Menurut Kepala Polres Jakarta Barat, AKBP Budi Santoso, pihaknya telah menerima laporan dari korban pada pekan lalu. "Kita sudah menerima laporan secara resmi dan segera membuka penyelidikan," ujar Budi Santoso dalam konferensi pers yang diselenggarakan di Mapolres Jakarta Barat, Rabu (15/3).
Kronologi Kejadian
Berdasarkan keterangan yang diberikan korban, kejadian dugaan pemerkosaan ini terjadi pada bulan Februari lalu. Korban yang saat itu berada di sebuah warnet di kawasan Jakarta Barat disodomi oleh pelaku yang diketahui merupakan tetangganya. Kejadian itu terjadi saat korban sedang bermain game online di warnet tersebut.
"Pelaku mengajak korban ke sebuah ruangan di dalam warnet dengan dalih membantu memperbaiki jaringan internet. Namun di dalam ruangan itu, pelaku melakukan aksinya yang tidak terpuji," terang Budi Santoso.
Setelah kejadian, korban pulang ke rumah dan tidak segera menceritakan apa yang dialaminya kepada orang tuanya. Menurut psikolog yang membantu korban, hal ini wajar terjadi pada korban kekerasan seksual.
"Korban mengalami trauma dan rasa malu yang sangat besar. Biasanya korban seperti ini akan merasa bersalah dan takut jika menceritakan kejadian tersebut," ujar dr. Siti Aminah, psikolog dari Rumah Sakit Jiwa Jakarta.
Penyelidikan Polisi
Polisi telah menetapkan seorang pria berinisial M (35) sebagai tersangka dalam kasus ini. M ditangkap oleh polisi di kediamannya di Jakarta Barat pada Selasa (14/3) malam. Pelaku diamankan setelah polisi berhasil mengumpulkan bukti cukup untuk menetapkannya sebagai tersangka.
Polisi juga telah memeriksa beberapa saksi, termasuk teman-teman korban dan pemilik warnet tempat kejadian berlangsung. "Kita masih memeriksa beberapa saksi untuk melengkapi alibi pelaku dan korban," tambahnya.
Tanggapan Orang Tua
Orang tua korban sangat terpukul dengan kejadian yang menimpa putri mereka. Mereka mengaku tidak mengetahui apa yang terjadi hingga putri mereka menceritakan kejadian tersebut beberapa minggu setelahnya.

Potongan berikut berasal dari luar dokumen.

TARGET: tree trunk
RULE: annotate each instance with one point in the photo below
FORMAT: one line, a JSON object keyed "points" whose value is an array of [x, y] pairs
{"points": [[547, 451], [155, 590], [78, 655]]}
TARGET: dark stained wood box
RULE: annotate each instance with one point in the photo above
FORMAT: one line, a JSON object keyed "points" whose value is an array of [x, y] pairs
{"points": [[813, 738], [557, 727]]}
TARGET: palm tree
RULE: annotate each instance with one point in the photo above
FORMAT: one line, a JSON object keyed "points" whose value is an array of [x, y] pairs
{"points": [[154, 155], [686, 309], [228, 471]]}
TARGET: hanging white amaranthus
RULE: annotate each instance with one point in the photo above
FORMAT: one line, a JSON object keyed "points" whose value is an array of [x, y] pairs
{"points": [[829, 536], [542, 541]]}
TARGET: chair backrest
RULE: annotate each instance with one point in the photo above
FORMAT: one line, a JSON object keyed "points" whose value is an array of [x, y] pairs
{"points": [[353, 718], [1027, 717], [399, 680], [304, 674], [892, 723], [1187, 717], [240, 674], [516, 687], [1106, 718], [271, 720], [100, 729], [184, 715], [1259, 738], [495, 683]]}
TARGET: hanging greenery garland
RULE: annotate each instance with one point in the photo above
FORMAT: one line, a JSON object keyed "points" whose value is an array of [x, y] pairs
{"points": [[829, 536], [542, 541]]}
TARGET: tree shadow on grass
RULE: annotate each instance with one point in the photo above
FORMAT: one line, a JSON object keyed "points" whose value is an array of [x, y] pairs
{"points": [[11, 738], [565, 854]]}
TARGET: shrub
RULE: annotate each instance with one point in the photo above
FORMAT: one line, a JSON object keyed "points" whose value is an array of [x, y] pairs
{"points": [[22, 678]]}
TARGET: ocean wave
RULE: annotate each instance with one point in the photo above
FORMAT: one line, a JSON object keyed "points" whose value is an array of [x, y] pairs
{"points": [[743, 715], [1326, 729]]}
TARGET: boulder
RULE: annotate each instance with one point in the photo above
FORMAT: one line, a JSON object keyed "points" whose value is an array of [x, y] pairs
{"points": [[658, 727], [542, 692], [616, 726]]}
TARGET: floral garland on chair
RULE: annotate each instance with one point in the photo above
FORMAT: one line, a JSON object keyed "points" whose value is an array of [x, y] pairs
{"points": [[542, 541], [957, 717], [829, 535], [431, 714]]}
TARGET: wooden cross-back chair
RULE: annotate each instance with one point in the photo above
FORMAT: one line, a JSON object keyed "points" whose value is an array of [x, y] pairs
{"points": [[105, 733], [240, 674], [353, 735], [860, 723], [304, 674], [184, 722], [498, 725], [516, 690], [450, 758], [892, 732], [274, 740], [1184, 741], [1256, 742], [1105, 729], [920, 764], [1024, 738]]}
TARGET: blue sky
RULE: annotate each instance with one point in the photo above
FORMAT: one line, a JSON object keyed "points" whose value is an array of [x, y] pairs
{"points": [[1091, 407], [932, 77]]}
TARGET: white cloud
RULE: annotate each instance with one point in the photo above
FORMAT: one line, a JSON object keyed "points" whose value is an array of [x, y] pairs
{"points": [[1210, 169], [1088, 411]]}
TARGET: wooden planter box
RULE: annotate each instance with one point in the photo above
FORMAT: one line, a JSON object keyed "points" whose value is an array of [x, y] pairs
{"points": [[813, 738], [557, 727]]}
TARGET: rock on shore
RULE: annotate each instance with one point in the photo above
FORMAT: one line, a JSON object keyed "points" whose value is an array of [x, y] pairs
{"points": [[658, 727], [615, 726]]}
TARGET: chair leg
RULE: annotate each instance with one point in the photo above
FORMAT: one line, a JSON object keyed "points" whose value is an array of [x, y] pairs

Orang tua korban sudah meminta maaf kepada putrinya karena tidak segera menyadari apa yang terjadi. Mereka juga berharap polisi dapat segera menyelesaikan kasus ini dengan adil.
Dampak Psikologis pada Korban
Menurut dr. Siti Aminah, korban dalam kasus ini mengalami trauma psikologis yang cukup berat. "Korban mengalami gejala stres pasca trauma seperti mimpi buruk, takut berada sendirian, dan juga menghindari tempat kejadian," jelasnya.
Dr. Siti menambahkan bahwa korban membutuhkan perawatan psikologis jangka panjang untuk pulih sepenuhnya. "Kerusakan psikis pada korban bisa berlangsung lama jika tidak ditangani dengan baik," tambahnya.
Tindakan Hukum yang Akan Ditempuh
Menurut KUHP, pelaku jika terbukti bersalah dapat dijerat dengan Pasal 81 ayat (1) UU No. 35 Tahun 2014 tentang Perubahan atas UU No. 23 Tahun 2002 tentang Perlindungan Anak. Pasal tersebut membatasi hukuman minimal 5 tahun penjara dan maksimal 15 tahun penjara.
Polisi juga mengimbau masyarakat untuk waspada terhadap kekerasan seksual terhadap anak. "Orang tua juga perlu memberikan edukasi kepada anak-anak tentang bahaya kekerasan seksual," tambahnya.
Kasus ini masih dalam tahap penyelidikan dan polisi berjanji akan memberikan kejelasan kepada publik seiring berjalannya proses hukum.